2012 American College of Chest Physicians Evidence-Based Clinical Practice Guidelines on Antithrombotic Therapy for VTE Disease: Antithrombotic Therapy and Prevention of Thrombosis (DO NOT EDIT)[1]

Treatment of Acute DVT

Class II
"1. In patients with acute proximal DVT of the leg, we suggest anticoagulant therapy alone over operative venous thrombectomy (Level of Evidence: C)."

2011 AHA Scientific Statement-Management of Massive and Submassive Pulmonary Embolism, Iliofemoral Deep Vein Thrombosis, and Chronic Thromboembolic Pulmonary Hypertension (DO NOT EDIT)[3]

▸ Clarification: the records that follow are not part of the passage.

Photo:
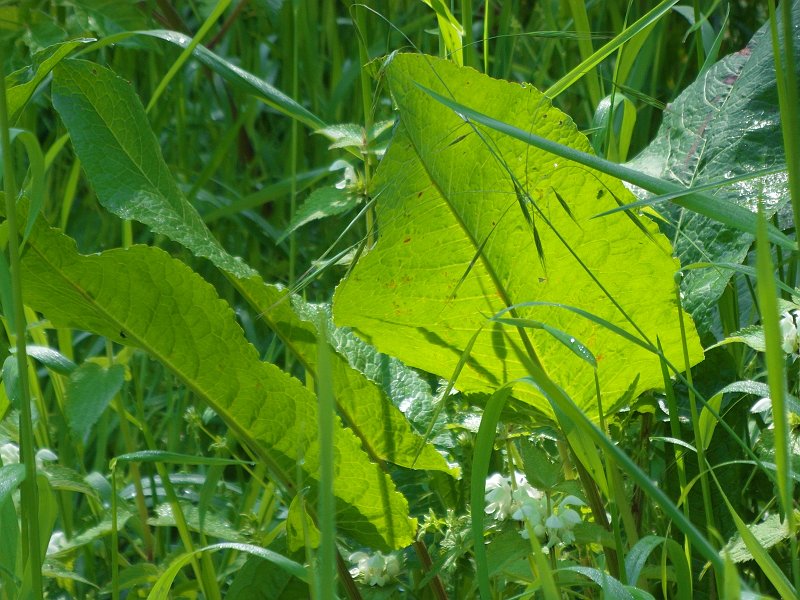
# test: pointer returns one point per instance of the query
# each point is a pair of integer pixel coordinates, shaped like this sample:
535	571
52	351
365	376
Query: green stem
29	493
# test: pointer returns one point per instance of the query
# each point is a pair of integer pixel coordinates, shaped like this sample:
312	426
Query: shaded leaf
725	124
120	154
168	310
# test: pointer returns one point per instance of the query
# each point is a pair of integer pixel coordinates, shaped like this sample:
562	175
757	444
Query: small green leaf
120	154
89	391
168	310
323	202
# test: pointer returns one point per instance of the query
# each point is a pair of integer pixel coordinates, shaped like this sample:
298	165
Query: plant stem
32	558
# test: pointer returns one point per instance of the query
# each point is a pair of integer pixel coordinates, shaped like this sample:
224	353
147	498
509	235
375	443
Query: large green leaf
144	298
472	221
384	432
725	124
124	163
112	137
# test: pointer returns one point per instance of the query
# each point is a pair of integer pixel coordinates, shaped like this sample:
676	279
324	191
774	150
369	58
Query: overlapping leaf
725	124
142	297
472	222
121	156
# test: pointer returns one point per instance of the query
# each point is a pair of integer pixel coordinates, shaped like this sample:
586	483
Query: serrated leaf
725	124
384	432
142	297
456	248
121	156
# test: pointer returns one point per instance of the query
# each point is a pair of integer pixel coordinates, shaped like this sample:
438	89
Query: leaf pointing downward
450	219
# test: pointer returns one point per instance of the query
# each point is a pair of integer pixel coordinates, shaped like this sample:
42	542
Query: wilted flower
375	569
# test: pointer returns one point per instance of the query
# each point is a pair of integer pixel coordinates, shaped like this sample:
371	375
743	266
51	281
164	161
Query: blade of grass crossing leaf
187	51
326	568
570	412
484	445
787	98
161	588
29	490
770	569
723	211
768	303
36	177
450	385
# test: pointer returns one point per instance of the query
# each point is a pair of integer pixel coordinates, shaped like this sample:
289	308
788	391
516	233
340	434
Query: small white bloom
375	569
499	497
9	453
57	543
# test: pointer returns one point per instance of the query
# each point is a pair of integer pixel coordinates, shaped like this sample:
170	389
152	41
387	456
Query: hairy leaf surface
112	137
472	222
142	297
725	124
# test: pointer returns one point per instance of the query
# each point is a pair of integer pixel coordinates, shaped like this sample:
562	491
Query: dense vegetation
428	299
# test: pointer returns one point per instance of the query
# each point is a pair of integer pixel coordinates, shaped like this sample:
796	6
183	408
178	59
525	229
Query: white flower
58	542
9	453
499	497
375	569
789	335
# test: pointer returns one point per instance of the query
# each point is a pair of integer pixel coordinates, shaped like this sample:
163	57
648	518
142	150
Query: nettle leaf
472	221
121	156
142	297
725	124
385	433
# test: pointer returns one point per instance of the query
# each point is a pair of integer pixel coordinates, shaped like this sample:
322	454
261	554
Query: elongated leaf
725	124
472	222
121	156
18	95
143	298
385	433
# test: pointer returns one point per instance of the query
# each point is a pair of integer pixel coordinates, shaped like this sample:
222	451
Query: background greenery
187	400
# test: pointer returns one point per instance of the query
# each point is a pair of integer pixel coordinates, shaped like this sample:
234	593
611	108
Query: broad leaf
142	188
120	154
725	124
472	222
143	298
385	433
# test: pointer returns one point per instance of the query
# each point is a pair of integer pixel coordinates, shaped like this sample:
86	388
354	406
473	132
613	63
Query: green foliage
349	311
446	261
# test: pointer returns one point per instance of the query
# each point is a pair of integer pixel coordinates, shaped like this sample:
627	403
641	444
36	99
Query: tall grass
248	166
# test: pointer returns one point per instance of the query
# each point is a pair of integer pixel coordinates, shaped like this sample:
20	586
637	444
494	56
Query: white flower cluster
375	569
524	503
9	454
790	338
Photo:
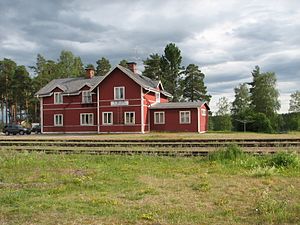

Recommendations for Endovascular Thrombolysis and Surgical Venous Thrombectomy (DO NOT EDIT)[3]

Class IIb
"1. Surgical venous thrombectomy by experienced surgeons may be considered in patients with IFDVT (Level of Evidence: B)."

References

  1. 1.0 1.1 1.2 Kearon C, Akl EA, Comerota AJ; et al. (2012). "Antithrombotic therapy for VTE disease: Antithrombotic Therapy and Prevention of Thrombosis, 9th ed: American College of Chest Physicians Evidence-Based Clinical Practice Guidelines". Chest. 141 (2 Suppl): e419S–94S. doi:10.1378/chest.11-2301. PMID 22315268. Unknown parameter |month= ignored (help)
  2. Plate G, Eklöf B, Norgren L, Ohlin P, Dahlström JA (1997). "Venous thrombectomy for iliofemoral vein thrombosis--10-year results of a prospective randomised study". Eur J Vasc Endovasc Surg. 14 (5): 367–74. PMID 9413377.
  3. 3.0 3.1 Jaff MR, McMurtry MS, Archer SL, Cushman M, Goldenberg N, Goldhaber SZ; et al. (2011). "Management of massive and submassive pulmonary embolism, iliofemoral deep vein thrombosis, and chronic thromboembolic pulmonary hypertension: a scientific statement from the American Heart Association". Circulation. 123 (16): 1788–830. doi:10.1161/CIR.0b013e318214914f. PMID 21422387.